These are tough times for all of us trying to balance our budgets. We all have to find ways of cutting corners so we can continue to feed our families. For some of us that means buying less food, for others that means buying cheaper food. But what is the real price of cheap food?
- The public wants cheaper produce;
- The supermarkets want to attract customers by keeping prices lower;
- The supermarkets therefore pay lower prices to their suppliers;
- And right at the end of the chain, the farmer suffers.
Nowhere is this more evident in developing countries which either cannot afford to pay its farmers subsidies, or choose not to do so.
These are tough times for us; but even tougher times for millions of farmers and workers in developing countries – many of whom are older people. Despite producing approximately 70 per cent of the world’s food, over half of the world’s hungry people are smallholder farmers themselves, who struggle to earn a decent living from their crops. Unfair trade means they still only receive a tiny proportion of the price we pay for food.

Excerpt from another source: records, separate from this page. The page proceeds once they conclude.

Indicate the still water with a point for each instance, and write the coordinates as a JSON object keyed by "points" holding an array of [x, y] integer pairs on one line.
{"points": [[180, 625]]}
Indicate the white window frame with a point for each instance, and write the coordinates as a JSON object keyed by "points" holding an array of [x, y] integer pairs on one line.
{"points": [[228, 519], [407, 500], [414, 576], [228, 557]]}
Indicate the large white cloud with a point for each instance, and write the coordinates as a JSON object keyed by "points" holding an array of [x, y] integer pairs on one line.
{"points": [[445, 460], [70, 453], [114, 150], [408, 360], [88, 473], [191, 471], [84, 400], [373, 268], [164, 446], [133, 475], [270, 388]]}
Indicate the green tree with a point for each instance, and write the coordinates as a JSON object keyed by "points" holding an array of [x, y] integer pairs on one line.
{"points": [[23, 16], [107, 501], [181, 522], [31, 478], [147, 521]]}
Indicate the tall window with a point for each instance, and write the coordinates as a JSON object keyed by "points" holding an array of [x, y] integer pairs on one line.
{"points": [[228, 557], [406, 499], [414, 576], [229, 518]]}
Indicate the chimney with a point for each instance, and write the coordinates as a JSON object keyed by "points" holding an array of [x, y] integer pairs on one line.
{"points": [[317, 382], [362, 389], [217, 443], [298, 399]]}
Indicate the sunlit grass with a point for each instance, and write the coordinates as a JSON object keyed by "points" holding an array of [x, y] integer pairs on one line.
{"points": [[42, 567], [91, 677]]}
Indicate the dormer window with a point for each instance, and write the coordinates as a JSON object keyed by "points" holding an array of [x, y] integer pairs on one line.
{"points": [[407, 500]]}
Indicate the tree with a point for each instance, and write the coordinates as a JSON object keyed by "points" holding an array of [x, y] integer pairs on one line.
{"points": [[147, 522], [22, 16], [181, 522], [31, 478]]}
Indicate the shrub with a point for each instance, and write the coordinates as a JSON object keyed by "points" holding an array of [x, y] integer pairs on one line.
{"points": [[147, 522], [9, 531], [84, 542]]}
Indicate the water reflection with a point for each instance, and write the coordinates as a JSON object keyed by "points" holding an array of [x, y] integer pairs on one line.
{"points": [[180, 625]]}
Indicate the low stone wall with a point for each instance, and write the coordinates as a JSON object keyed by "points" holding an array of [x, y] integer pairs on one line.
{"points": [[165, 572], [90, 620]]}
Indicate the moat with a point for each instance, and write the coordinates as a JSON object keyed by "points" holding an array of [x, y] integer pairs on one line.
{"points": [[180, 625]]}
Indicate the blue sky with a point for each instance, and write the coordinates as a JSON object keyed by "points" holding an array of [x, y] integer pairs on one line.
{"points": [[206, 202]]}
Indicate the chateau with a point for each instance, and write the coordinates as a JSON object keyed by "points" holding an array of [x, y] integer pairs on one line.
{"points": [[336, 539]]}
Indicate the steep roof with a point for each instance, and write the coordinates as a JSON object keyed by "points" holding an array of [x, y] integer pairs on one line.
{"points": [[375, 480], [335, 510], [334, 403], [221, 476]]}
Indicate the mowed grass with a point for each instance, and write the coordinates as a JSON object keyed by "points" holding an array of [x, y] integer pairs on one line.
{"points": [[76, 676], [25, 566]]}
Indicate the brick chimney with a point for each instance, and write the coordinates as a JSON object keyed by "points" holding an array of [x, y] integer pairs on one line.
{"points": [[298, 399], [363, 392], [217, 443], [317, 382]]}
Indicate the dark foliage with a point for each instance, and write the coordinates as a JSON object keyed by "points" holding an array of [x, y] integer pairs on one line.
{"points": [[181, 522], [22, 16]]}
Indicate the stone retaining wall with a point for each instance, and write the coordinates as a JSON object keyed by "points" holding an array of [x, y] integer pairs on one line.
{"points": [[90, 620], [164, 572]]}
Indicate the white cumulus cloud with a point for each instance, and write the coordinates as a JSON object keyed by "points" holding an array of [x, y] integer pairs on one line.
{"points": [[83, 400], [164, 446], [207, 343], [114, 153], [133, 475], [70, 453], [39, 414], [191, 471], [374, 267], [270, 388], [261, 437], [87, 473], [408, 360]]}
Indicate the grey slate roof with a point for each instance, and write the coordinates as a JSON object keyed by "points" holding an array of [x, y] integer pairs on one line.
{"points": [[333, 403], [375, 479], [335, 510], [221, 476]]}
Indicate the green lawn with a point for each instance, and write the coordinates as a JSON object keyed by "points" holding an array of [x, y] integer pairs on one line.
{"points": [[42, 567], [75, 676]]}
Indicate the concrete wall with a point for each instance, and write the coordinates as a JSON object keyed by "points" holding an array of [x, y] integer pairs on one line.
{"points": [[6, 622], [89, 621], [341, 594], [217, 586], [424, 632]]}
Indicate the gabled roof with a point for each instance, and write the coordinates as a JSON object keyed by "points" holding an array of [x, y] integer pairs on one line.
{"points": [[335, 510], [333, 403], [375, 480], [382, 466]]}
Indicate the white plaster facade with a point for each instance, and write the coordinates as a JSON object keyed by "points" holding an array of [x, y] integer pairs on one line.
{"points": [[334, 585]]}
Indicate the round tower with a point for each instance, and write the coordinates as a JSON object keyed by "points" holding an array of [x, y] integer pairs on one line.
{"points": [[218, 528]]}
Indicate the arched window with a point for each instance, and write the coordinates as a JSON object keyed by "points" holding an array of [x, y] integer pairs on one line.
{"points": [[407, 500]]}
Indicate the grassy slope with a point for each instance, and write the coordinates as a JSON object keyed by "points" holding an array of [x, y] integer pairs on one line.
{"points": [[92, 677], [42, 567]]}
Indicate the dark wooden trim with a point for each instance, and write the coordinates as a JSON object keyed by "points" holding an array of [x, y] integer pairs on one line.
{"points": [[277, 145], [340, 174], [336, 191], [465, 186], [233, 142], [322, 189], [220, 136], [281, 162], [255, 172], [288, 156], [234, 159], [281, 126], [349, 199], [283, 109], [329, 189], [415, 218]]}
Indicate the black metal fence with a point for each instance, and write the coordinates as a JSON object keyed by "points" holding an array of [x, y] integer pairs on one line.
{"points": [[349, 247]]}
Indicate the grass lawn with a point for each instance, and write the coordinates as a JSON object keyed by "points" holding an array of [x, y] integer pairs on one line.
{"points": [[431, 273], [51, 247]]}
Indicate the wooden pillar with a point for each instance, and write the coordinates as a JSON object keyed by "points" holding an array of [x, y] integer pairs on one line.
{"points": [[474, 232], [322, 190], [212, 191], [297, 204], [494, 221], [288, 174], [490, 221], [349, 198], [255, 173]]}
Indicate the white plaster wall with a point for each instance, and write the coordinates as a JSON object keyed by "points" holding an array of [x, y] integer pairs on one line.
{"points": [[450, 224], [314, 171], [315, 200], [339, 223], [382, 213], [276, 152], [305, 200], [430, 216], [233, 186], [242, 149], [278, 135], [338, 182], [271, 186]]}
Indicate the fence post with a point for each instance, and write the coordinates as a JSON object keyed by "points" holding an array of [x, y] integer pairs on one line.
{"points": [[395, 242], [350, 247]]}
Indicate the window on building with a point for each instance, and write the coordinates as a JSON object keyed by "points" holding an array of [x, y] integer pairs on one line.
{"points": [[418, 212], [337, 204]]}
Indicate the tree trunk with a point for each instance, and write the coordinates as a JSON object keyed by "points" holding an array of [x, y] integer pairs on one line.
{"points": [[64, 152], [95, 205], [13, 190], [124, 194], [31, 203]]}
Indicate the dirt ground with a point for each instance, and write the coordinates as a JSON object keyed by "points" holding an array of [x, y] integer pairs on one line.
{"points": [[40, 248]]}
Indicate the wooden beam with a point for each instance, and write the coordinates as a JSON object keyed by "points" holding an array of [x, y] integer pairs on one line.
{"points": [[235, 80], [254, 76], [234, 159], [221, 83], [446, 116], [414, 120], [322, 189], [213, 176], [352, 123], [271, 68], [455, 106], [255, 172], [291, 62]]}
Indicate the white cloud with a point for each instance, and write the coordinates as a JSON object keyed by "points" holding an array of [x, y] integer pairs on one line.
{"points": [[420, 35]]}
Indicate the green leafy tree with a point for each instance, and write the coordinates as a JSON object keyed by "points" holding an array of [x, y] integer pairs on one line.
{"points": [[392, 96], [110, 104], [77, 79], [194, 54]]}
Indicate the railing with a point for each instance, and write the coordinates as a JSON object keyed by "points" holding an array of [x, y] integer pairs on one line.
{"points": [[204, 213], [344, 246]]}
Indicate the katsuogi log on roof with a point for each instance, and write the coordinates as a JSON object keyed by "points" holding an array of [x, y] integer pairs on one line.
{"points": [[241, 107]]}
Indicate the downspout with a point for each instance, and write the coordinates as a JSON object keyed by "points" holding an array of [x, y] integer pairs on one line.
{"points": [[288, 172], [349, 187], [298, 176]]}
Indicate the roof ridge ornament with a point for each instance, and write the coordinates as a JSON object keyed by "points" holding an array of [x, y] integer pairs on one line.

Age International – and the Enough food for Everyone IF campaign, of which we are a part – believes that farmers can continue producing food for their families and their future IF they receive a guaranteed fair price for their crops. Choosing fairtrade products is one easy way to support them. Fairtrade offers farmers and workers the safety net of a fair price today and a little extra to invest in tomorrow.
Farmers can continue producing food for their families IF they receive a guaranteed fair price for their crops. IF they receive more, they can invest more and grow more, thus guaranteeing more food for people beyond their families and their communities.
Fairtrade Fortnight, 25 February – 10 March
Fairtrade Fornight (25 February until 10 March) is the perfect time to take steps to think about the food we eat and the people who grow it.
IF you buy products with the Fairtrade Mark, farmers and workers can earn enough to provide for their families and invest in their communities.
IF you already buy Fairtrade bananas or coffee, try something new this Fairtrade Fortnight – from tea, sugar and pineapples to ice cream, nuts and flowers (remember that Sunday 10 March is Mother’s Day!) This will help ensure more farmers and workers receive a better deal from trade.
IF we can get more people asking for Fairtrade, more companies will start to trade on fairer terms with developing countries.
IF you share your Fairtrade goodies with friends and family, we can spread the message even further.
Buying fairtrade produce does cost a little more money – but it also reduces poverty and suffering in some of the poorest countries in the world.
The question should not be ‘Can I afford to buy fairtrade produce?’ but ‘Can I afford not to?’